All' inizio vediamo che viene inizializzata la variabile s essa è una variabile di tipo ServerSocket ciò ci servirà per intercettare la richiesta su quella porta, entro nella try...finally faccio partire il while infinito(sono costretto a renderlo inifinito per il semplice motivo che se ciò non fosse dopo il primo tentativo di connessione sul nostro PC, il nostro firewall si chiuderebbe e quindi addio sicurezza), inizio il socket che tenta la connessione al nostro PC ed entro nell try...catch che lancerà il thread creato prima con la classe SingoloSocket che gestirà il canale per chiudere la connessione all' intruso dopodichè è chiaro nel codice che segue vi sono tutte le chiusure delle procedure annidate nel metodo LanciaPolling e nella classe GestConn.

Arriviamo finalmente al main:

public class MyFirewall {
public static void main(String[] args) throws IOException {
GestConn gs =
new GestConn();
gs.LanciaPolling(
Integer.parseInt(args[0]));
}
}

Chiaramente creiamo la classe pubblica che darà il nome al programma e dopdichè entriamo nel main che anch' esso lancerà un' eccezione di tipo IOException, inizializziamo una variabile gs di tipo GestConn e lanciamo il metodo LanciaPolling con parametro il primo intero dato a linea di comando al lancio del programma; d' ora in avanti qualunque intruso che tenterà di pentrare quella porta non ce la farà

Facciamo una prova:

lanciamo il nostro programma e cerchiamo di difendere la porta 5000:

java MyFirewall 5000 &

dopodichè da un PC che tenterà l' attacco digitiamo:

telnet NomeHostRemoto 5000

oppure:

telnet xxx.xxx.xxx.xxx 5000

dove naturalmente xxx.xxx.xxx.xxx è un indirizzo IP.

Ora sulla shell del computer attaccato apparirà la seguente scritta:

Trying...
Connected to 127.0.0.1.
Escape character is '^]'.

L'intruso pensando di essersi connesso tenterà un comando particolare, quindi una volta che avrà digitato una qualsiasi stringa e premuto invio ecco cosa apparirà a lui sulla shell:

Connection closed.

Dopodichè sarà disconnesso automaticamente da noi, mentre sulla nostra shell apparirà la seguente frase:

La macchina: HostIntruso con indirizzo IP xxx.xxx.xxx.xxx dalla porta 63621 si e` connessa!

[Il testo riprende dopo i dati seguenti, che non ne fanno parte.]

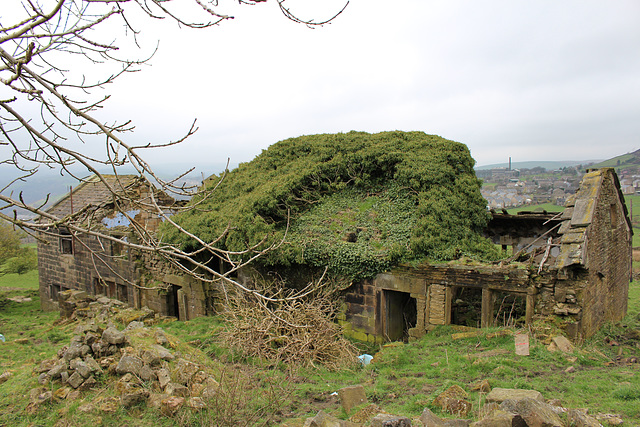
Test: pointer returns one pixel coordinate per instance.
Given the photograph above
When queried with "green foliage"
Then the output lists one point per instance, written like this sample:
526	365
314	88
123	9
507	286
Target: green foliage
627	392
356	202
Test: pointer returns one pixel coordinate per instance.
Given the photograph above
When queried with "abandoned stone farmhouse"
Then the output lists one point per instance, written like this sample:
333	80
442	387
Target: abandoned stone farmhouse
575	265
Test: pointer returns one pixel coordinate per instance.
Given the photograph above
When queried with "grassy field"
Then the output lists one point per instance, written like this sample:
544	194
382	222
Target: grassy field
403	379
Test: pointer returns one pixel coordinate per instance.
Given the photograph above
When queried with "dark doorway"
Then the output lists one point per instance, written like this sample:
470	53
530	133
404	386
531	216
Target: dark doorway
111	289
466	307
510	309
401	315
123	293
173	306
98	288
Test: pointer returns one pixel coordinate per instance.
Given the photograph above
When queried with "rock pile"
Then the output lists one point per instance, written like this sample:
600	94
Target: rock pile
138	361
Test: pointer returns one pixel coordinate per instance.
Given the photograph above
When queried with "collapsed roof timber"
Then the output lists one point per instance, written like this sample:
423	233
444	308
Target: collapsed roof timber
575	265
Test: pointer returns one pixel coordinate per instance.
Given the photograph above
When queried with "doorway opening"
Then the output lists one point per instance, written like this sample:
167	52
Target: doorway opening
401	315
173	305
510	309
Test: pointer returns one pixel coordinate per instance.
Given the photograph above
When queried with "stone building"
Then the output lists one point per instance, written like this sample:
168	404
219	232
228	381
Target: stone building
576	265
106	266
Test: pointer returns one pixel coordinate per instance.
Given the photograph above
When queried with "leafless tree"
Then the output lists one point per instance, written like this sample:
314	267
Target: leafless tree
47	109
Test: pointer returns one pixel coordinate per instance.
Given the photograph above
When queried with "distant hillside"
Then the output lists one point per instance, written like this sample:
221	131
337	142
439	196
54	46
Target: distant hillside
622	161
54	185
549	165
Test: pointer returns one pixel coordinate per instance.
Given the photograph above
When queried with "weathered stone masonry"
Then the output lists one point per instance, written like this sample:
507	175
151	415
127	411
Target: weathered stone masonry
579	269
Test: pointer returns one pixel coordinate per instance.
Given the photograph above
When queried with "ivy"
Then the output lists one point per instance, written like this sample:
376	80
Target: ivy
358	203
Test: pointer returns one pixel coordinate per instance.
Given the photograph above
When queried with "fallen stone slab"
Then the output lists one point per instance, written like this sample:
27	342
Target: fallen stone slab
322	419
535	413
388	420
501	394
578	418
563	344
352	396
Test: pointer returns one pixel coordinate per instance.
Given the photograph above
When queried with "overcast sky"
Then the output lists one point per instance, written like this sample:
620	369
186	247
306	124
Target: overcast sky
534	80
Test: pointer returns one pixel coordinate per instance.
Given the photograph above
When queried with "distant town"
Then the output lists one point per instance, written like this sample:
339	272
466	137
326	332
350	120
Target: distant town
507	187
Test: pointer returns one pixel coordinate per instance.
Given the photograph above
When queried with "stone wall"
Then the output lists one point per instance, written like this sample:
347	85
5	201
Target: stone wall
120	273
105	271
608	260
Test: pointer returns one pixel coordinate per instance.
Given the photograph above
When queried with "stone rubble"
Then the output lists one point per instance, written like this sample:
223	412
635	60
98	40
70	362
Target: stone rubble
157	377
149	374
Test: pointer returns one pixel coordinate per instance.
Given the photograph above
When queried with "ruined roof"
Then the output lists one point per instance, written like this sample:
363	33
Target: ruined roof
92	191
578	216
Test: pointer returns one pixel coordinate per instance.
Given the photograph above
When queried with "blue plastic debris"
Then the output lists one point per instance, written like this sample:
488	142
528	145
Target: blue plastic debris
365	359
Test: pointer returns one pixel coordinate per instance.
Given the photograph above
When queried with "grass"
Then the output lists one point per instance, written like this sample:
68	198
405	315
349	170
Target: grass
403	379
633	207
28	280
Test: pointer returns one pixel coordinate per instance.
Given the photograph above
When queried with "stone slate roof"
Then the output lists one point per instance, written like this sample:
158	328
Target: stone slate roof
578	215
92	192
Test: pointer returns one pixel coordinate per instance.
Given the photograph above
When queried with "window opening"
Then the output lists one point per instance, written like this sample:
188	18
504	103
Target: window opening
66	240
54	290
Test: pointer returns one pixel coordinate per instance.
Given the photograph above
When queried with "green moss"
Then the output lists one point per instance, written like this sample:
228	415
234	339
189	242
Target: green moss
358	203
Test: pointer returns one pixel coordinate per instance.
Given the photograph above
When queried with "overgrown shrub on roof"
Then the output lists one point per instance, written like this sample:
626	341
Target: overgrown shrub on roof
356	202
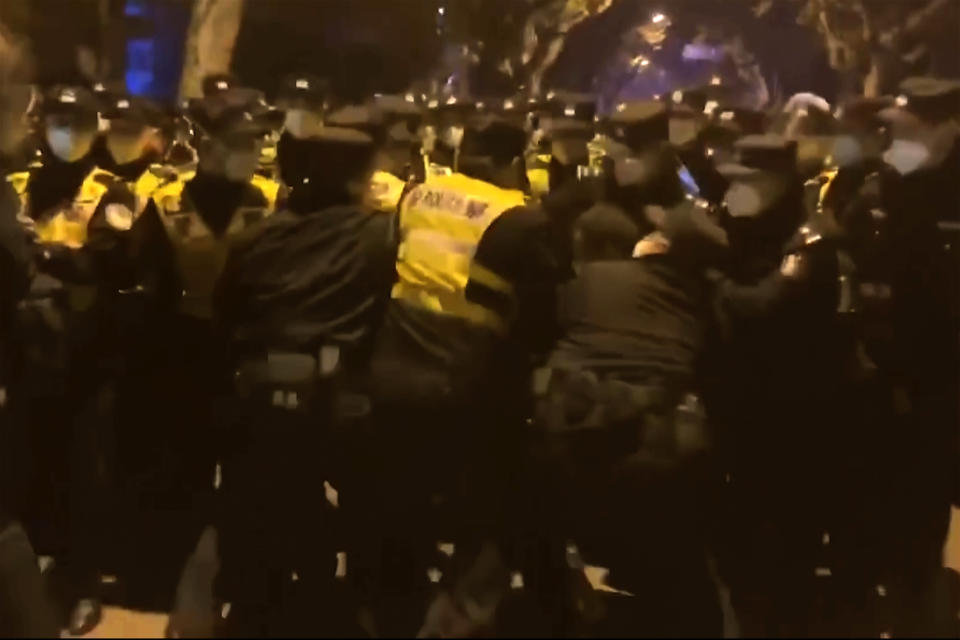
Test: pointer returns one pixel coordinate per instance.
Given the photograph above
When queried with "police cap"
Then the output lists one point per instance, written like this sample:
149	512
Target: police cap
219	82
493	136
931	99
569	104
234	111
74	103
303	91
134	109
363	118
399	108
639	124
762	153
862	111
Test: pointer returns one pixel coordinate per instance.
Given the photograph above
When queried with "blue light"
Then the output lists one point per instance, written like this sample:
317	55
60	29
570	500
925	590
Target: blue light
140	65
135	8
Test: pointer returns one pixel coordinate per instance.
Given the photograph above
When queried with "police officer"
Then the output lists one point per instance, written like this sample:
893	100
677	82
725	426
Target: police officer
400	159
782	311
59	386
919	197
620	416
301	299
62	195
475	268
561	110
444	132
180	244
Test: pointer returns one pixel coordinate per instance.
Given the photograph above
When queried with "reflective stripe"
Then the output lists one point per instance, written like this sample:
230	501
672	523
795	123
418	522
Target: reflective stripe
451	304
200	255
68	226
385	192
483	276
539	181
830	176
441	224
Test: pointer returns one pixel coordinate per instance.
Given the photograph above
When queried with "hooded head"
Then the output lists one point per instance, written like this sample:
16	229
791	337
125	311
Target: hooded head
70	123
232	126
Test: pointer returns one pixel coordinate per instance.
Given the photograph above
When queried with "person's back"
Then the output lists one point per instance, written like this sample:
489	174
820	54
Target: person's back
633	318
303	281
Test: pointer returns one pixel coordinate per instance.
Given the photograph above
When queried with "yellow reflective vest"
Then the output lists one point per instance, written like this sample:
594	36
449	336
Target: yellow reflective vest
385	192
538	174
68	225
441	224
200	254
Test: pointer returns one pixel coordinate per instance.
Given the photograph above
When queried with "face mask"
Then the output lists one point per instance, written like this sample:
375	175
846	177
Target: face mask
906	156
68	144
126	148
847	151
300	122
452	137
240	166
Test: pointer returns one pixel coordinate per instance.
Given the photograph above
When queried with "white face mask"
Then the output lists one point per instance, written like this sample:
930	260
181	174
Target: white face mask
743	200
126	148
300	123
746	199
906	156
68	144
847	151
240	167
453	136
631	170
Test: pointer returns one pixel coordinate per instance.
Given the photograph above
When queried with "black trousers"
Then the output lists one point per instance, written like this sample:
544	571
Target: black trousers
277	529
24	609
630	506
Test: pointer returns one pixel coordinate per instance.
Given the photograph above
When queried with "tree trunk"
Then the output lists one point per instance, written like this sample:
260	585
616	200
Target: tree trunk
211	38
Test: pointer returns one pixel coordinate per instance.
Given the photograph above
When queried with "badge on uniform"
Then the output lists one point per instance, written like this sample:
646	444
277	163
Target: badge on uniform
119	216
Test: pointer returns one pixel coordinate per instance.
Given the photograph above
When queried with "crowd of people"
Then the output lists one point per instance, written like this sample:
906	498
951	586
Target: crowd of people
456	366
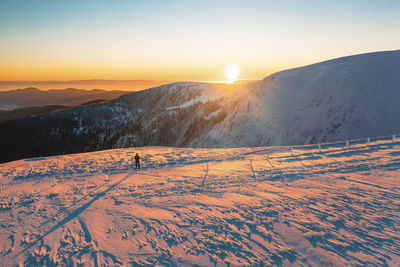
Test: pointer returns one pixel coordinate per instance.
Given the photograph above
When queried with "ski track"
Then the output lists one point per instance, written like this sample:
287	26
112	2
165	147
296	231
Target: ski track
291	206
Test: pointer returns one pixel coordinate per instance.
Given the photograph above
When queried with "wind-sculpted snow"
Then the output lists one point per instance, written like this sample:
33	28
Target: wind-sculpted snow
336	204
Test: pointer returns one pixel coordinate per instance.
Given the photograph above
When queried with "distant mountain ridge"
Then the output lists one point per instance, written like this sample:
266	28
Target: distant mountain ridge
34	97
128	85
344	98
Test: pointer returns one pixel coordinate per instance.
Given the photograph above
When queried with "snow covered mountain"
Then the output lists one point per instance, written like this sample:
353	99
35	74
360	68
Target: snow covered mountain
344	98
265	206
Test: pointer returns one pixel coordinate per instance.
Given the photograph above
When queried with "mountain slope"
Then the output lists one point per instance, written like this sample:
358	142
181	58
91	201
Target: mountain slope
344	98
268	206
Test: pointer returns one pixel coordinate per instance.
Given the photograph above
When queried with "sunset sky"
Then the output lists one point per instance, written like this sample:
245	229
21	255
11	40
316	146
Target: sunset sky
185	40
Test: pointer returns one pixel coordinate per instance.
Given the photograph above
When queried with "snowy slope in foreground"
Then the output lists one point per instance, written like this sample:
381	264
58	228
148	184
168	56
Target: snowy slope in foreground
248	206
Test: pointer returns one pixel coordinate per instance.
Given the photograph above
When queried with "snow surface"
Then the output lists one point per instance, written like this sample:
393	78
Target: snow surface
293	206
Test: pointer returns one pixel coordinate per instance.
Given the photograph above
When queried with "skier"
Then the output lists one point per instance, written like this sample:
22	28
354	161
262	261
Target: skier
137	158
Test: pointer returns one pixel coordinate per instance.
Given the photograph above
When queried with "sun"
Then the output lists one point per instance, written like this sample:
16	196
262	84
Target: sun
231	73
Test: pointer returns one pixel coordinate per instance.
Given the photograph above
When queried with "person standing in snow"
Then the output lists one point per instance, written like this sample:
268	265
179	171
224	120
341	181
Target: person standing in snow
137	160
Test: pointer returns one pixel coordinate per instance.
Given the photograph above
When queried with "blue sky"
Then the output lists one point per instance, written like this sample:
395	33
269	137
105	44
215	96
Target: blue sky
190	40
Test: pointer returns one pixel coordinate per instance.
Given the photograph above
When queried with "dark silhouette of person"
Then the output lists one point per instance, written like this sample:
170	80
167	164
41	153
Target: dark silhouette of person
137	160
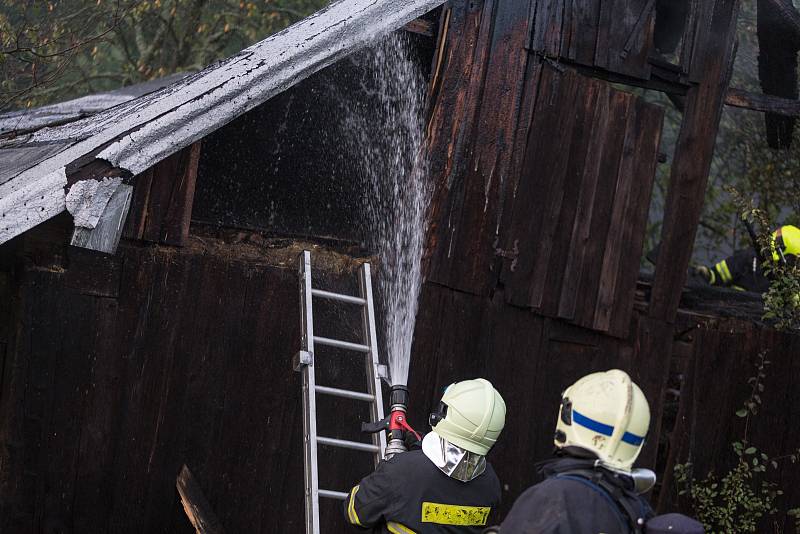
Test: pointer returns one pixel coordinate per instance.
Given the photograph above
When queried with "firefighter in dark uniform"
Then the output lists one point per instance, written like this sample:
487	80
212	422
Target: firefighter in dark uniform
448	485
743	271
591	486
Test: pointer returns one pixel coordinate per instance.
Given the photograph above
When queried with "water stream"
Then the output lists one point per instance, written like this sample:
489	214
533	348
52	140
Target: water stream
388	132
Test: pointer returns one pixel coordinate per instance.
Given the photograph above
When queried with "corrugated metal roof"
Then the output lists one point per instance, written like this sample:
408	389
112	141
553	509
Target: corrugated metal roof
136	134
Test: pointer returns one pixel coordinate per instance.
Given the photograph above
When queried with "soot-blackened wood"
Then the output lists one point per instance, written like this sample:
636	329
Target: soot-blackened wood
548	27
549	275
625	36
94	474
547	175
163	196
584	21
471	188
137	214
533	194
25	405
590	185
766	103
451	126
599	221
195	504
629	219
649	368
692	160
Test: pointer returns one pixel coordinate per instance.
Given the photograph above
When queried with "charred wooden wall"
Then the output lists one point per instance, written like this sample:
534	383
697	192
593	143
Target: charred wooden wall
120	369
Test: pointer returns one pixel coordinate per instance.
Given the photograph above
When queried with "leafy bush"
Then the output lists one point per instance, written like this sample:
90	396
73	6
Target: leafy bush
738	500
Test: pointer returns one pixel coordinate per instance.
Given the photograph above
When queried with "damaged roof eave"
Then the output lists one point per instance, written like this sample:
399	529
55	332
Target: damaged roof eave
136	135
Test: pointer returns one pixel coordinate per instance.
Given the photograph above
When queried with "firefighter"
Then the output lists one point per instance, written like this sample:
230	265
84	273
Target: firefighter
743	271
447	485
590	486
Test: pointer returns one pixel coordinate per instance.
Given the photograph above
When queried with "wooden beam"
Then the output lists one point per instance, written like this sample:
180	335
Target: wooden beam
420	26
104	237
197	508
693	153
740	98
789	14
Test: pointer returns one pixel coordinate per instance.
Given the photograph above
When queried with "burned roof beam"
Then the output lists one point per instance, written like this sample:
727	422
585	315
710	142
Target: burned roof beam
135	136
740	98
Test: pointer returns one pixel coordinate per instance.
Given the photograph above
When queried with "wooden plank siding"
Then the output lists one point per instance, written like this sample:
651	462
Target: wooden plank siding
161	209
693	153
189	362
613	35
580	206
471	134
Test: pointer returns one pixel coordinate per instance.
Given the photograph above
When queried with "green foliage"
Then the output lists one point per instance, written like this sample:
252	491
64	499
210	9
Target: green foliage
782	300
57	49
736	502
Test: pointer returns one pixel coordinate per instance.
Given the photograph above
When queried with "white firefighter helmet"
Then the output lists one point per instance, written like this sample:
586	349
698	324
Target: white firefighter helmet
471	415
606	414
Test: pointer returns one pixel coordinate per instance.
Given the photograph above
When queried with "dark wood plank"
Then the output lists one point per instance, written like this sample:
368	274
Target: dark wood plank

Dove HostIntruso è il nome della macchina dell' intruso, xxx.xxx.xxx.xxx è il suo indirizzo IP e 63621 è la porta dalla quale l' intruso ha fatto partire il suo socket.

Nel caso noi volessimo difendere pi porte basterà creare un file .sh o .bat (sempre a seconda di che OS avete installato sul vostro PC) e scrivere le seguenti stringhe:

java MyFirewall 5000 &
java MyFirewall 5040 &
java MyFirewall 6002 &
java MyFirewall 7103 &
java MyFirewall 7109 &
.............
.............
.............

E lanciarlo.

Conclusione:

Come avete visto il programma che vi ho proposto è molto semplice e da ciò il mio obiettivo era appunto quello di far capire tramite utilizzo di librerie standard di java alcuni rudimenti di Thread nella programmazione di rete, e come è facilmente intuibile tale programma da ampie possibilità ad implemntazioni miglioramenti che possono portare il nostro firewall ad essere sempre più efficiente.